Le récent sommet de Union Européenne (UE) - Afrique tenu à Lisbonne ayant pris fin le 9 décembre après deux jours de travaux marque une grande offensive diplomatique de l’Europe vers l’Afrique. Il est inutile de rappeler, qu’après le premier du genre tenu au Caire en 2000, beaucoup de choses ont changé sur le continent Africain, le 11 septembre 2000 est passé par là ayant induit une réorientation profonde la diplomatie Etatsunienne, dont la composante accès aux marchés pétroliers est essentielle sans oublier la percée nette des investissements Chinois sur le continent doublé d’un aspect stratégique important. L’empire du milieu gagne du terrain avec tout de même une focalisation sur les pays fortement dotés en ressources naturelles, pétrole compris indispensables à la continuation de sa dynamique économique, le Brésil et l’Inde aussi ne sont pas en reste dans cette offensive sur le continent à la recherche de ressources naturelles, de débouchés commerciaux. Tous ces pays partagent néanmoins une dimension, une certaine reconnaissance politique avec la création d’alliances pour influer dans divers agenda internationaux en terme de négociations comme c’est le cas du commerce, de l’environnement et la réforme de plusieurs organisations internationales. L’on pourrait se demander dès lors que veulent vraiment tous ces pays dans le contient qualifié de plus « pauvre » du monde, pour peu que l’on connaisse la politique internationale, toute cette diplomatie est loin d’être une question de charité.

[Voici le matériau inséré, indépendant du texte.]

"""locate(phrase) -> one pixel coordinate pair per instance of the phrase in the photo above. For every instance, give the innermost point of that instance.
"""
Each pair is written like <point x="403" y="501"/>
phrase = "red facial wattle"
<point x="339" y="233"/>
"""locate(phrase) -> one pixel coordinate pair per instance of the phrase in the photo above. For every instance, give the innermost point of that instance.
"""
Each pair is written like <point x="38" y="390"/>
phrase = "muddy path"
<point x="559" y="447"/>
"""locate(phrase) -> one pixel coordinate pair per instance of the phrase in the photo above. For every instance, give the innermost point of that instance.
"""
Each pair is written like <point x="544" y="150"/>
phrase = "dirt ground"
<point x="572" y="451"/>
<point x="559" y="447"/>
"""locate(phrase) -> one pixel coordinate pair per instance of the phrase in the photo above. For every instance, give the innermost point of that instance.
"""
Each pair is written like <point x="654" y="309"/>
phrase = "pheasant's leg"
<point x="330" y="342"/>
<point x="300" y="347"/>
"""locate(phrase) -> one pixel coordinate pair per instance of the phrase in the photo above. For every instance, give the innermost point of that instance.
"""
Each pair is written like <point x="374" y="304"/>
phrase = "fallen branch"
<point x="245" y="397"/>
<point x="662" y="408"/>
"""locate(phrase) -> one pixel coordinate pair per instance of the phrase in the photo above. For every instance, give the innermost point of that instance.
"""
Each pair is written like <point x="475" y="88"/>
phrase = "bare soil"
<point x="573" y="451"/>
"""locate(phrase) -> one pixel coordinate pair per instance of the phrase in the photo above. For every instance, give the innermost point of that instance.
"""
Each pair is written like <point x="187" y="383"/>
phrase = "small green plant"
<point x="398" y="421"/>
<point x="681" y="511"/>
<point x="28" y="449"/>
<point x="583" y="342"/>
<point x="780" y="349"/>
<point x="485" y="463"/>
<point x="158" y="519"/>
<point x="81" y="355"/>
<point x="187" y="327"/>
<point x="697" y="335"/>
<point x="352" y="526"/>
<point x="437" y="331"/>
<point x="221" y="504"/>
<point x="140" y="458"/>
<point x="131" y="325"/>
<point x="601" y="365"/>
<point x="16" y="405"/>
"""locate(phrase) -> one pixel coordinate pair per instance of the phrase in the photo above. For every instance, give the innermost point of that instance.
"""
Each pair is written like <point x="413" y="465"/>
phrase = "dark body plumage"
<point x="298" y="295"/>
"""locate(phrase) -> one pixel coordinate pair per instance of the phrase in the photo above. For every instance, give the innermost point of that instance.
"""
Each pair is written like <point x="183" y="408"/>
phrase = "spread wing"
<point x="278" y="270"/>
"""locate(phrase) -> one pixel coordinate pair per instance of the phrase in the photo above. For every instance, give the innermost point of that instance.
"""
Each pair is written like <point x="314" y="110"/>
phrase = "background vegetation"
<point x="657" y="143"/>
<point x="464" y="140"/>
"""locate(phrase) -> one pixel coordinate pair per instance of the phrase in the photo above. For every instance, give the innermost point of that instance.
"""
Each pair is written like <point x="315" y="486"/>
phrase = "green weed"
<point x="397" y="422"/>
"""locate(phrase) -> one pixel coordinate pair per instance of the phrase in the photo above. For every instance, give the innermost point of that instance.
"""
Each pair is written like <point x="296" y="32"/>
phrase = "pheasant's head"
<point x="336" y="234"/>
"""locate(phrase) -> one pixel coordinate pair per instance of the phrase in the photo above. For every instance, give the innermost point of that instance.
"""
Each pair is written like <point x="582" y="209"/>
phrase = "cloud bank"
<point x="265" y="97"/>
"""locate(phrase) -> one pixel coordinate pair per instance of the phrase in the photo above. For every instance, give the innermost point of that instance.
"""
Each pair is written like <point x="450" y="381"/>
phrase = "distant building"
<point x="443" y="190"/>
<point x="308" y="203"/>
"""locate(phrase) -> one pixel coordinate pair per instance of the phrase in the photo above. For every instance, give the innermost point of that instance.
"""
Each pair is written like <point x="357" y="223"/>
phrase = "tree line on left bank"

L’Europe, malgré son poids économique et toutes les études le confirment est en perte de vitesse et il était temps de trouver moyen de se parler pour discuter des possibilités de poser de nouveaux jalons dans cette coopération déjà très ancienne, même si elle reste encore le premier partenaire économique du continent de l’Afrique. Si la mondialisation a bien eu un effet bénéfique, ce serait d’avoir mis davantage en exergue l’interdépendance entre les différentes économies tant sur le plan des forces productives que l’écoulement des biens des services. L’Afrique contrairement à ce que l’on pourrait imaginer à certes besoin de l’Europe mais le vieux contient a aussi besoin de cette Afrique, c’est une réalité, le problème réside dans la mise en place d’un véritable partenariat où tout le monde se retrouverait. Nul ne peut ignorer l’importance des investissements Européens en Afrique, le brassage culturel entre les deux continents, les possibilités qu’ont les Européens à résoudre nombre de crises politiques en Afrique pourvu qu’ils acceptent de jouer ce rôle. Derrière le consensus apparent de Lisbonne, nombre de questions qui fâchent n’ont pas manqué justifiant la nécessité du dialogue entre ces deux partenaires dont les relations sont si vieilles, deux partenaires qui ne sont séparés géographiquement que d’une dizaine de kilomètres par endroit mais qui, en terme de possibilité du « mieux vivre » sont si éloignés.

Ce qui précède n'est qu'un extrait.